[mots] Sucre Dandy

dandy sucre 2Je suis un dandy crush. Ouaip. J’écoute enfin la voix qui me poussait à vivre d’amour et d’eau douce. Je rentre par affection dans le cœur d’une belle. Souvent jeune. Une compagne de publicité. Alors plutôt que d’effrayer la chronique et de risquer une volée de pois verts (le confit des générations, toussa), je mets de l’eau dans mon bain. Je me fais petit. Nous prenons du bon temps. Nous faisons des pulls de savon, je lui passe du vernis de conduire, et elle rend son pied. Moi aussi, croyez-moi. Ça dure ce que ça dure. Tant que personne ne vend la messe. Je profite de ma vie d’amant songe. Je savoure cette avale hanche de bonheur et de pensement. Jusqu’à ce que nous rencontrions embûche ou dos d’âme. Pardon si ma mangue fourche, mais je suis si pressé de retrouver ma petite âme. Je file…
Note :
Ce texte est composé de mots volés dans le lexique que créée patiemment Etienne Candel, sur son compte Twitter, jour après jour. Le lecteur curieux trouvera ci-dessous quelques mots d’Etienne qui expliquent notre collaboration éphémère, autour de ce Dandy. 
Etienne Candel :
Virginie Galindo m’a proposé de cosigner le texte qu’elle a écrit à partir de certains des mots que j’ai envoyés sur Twitter. Ce n’est évidemment pas « mon » texte…. mais il y a là une réalisation de quelque chose que j’espérais : une réappropriation active de ces expressions, de ces bouts d’un langage avec lequel je joue, ou plutôt qui me fait jouer, et que j’espérais voir faire jouer aussi d’autres que moi.
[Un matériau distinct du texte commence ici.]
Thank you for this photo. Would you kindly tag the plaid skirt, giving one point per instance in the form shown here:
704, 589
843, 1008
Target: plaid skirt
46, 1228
Virginie recompose un récit possible, un cheminement probable dans ce langage. A la fin, ce serait comme un lexique actif, comme une langue dont la syntaxe articulerait, avec des règles et une logique sémantique, les lexies que je note « quand elles viennent ». Ce texte a pris le parti d’un ordre et d’un sens possibles dans ces fragments.
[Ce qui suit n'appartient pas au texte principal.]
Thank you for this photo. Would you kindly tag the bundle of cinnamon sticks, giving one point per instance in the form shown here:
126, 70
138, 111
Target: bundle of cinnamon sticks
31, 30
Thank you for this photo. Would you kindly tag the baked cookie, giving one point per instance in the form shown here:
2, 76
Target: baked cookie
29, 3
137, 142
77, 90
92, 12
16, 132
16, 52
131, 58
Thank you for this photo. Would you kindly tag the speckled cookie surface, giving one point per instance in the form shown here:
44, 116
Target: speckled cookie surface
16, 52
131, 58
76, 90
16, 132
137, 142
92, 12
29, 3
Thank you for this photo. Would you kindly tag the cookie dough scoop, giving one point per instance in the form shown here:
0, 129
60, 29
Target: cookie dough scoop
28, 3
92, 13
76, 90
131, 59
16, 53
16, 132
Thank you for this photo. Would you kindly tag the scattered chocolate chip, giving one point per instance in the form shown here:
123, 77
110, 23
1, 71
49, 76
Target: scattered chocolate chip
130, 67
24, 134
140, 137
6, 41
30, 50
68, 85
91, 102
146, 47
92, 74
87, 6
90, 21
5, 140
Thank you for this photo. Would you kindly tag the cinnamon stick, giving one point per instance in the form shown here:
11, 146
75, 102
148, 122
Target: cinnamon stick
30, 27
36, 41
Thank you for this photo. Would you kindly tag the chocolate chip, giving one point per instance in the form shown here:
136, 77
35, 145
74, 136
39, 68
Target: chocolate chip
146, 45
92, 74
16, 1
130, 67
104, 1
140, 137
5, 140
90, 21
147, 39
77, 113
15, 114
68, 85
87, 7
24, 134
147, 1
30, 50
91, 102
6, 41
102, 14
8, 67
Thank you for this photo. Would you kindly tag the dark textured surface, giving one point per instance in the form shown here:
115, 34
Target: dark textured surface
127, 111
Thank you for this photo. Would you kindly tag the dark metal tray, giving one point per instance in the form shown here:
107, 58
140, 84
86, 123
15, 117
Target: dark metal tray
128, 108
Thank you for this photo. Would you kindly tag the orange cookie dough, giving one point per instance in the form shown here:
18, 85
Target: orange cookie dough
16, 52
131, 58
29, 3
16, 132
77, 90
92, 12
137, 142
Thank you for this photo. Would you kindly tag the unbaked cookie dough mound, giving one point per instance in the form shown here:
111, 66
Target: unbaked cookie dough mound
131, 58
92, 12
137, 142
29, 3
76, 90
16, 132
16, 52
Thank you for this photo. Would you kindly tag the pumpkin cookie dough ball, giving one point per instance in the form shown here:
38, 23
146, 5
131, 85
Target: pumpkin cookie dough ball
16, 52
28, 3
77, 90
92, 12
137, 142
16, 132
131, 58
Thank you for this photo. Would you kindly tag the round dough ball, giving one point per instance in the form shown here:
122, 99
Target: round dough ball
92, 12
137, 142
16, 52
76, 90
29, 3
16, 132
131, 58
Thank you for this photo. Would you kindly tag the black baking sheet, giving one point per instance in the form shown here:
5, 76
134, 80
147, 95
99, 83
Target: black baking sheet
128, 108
Un ordre, un sens : je ne peux que voir dans ce texte en forme de monologue une sorte de portrait possible, non pas de moi, mais d’un individu qui, ne vivant plus dans notre langue commune, dans notre sens commun actuel, vivrait dans ceux, parallèles et rieurs, de cette autre langue. Et je me plais à contempler ce bonhomme, parce qu’il change du quotidien. De ce texte, j’ai suggéré, pour l’occasion, et parce que le jeu de mots me venait, le titre.